In 1814, just prior to Napoleon’s abdication, Cuvier was elected to the ‘Council of State.’ He was made a vice president of the ‘Ministry of the Interior’ in 1817.
In 1819, Cuvier became part of the French nobility after being named “Baron Cuvier.”
Cuvier’s name is engraved on the ‘Eiffel Tower’ in Paris, along with those of 71 other French engineers, scientists, and mathematicians.
Family, Personal Life, & Death
In 1803 (or 1804), Cuvier married Madame Duvaucel (or Anne Marie). She was a widow with a son and a daughter.
Madame Duvaucel’s ex-husband was guillotined during the Reign of Terror. Cuvier and Madame Duvaucel had four children, but three of them died in childhood.

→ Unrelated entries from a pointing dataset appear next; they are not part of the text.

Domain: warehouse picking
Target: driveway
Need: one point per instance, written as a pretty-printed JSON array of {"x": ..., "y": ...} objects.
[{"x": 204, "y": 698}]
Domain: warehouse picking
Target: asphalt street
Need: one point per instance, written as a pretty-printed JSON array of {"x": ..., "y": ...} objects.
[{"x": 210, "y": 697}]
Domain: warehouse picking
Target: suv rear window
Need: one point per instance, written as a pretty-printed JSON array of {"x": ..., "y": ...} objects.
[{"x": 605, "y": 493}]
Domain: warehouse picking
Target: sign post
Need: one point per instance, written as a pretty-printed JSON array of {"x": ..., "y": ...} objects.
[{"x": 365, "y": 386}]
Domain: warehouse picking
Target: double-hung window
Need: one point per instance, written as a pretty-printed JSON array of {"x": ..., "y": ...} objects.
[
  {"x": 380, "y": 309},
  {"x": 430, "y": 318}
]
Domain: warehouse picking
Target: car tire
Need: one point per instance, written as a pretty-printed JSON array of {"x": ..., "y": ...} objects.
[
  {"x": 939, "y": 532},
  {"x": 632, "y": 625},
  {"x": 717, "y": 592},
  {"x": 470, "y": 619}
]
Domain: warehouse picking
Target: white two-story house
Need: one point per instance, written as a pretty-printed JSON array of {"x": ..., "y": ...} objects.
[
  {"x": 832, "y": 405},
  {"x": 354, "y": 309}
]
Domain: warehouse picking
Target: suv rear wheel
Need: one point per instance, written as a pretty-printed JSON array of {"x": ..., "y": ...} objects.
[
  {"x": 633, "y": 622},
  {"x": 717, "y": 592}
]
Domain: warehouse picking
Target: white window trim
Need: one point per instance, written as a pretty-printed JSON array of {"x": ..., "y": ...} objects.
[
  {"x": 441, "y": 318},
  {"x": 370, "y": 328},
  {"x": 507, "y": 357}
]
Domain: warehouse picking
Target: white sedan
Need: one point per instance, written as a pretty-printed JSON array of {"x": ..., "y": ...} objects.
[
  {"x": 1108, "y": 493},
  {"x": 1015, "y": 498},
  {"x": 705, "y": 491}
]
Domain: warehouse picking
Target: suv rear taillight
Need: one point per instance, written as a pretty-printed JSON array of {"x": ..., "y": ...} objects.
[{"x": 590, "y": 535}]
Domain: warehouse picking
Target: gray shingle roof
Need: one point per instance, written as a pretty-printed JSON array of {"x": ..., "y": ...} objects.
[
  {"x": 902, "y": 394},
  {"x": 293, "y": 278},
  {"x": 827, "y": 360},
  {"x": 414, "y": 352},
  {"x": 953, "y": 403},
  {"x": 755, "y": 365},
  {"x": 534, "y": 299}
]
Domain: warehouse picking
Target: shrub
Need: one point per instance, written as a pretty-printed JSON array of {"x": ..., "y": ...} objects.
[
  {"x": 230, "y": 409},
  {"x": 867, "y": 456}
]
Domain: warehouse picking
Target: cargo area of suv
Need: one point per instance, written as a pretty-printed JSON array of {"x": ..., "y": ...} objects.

His only surviving daughter, Clémentine, succumbed to tuberculosis in 1827, at the age of 22.
His stepson, Alfred, later became a renowned naturalist. His stepdaughter, Sophie, became Cuvier’s secretary.
Cuvier died of cholera on May 13, 1832, in Paris, at age 62. He remains buried in the ‘Cemetery of the Father.’
Several birds, mammals, reptiles, and even extinct species have been named after Cuvier. Cuvier Island in New Zealand has been named in his honor.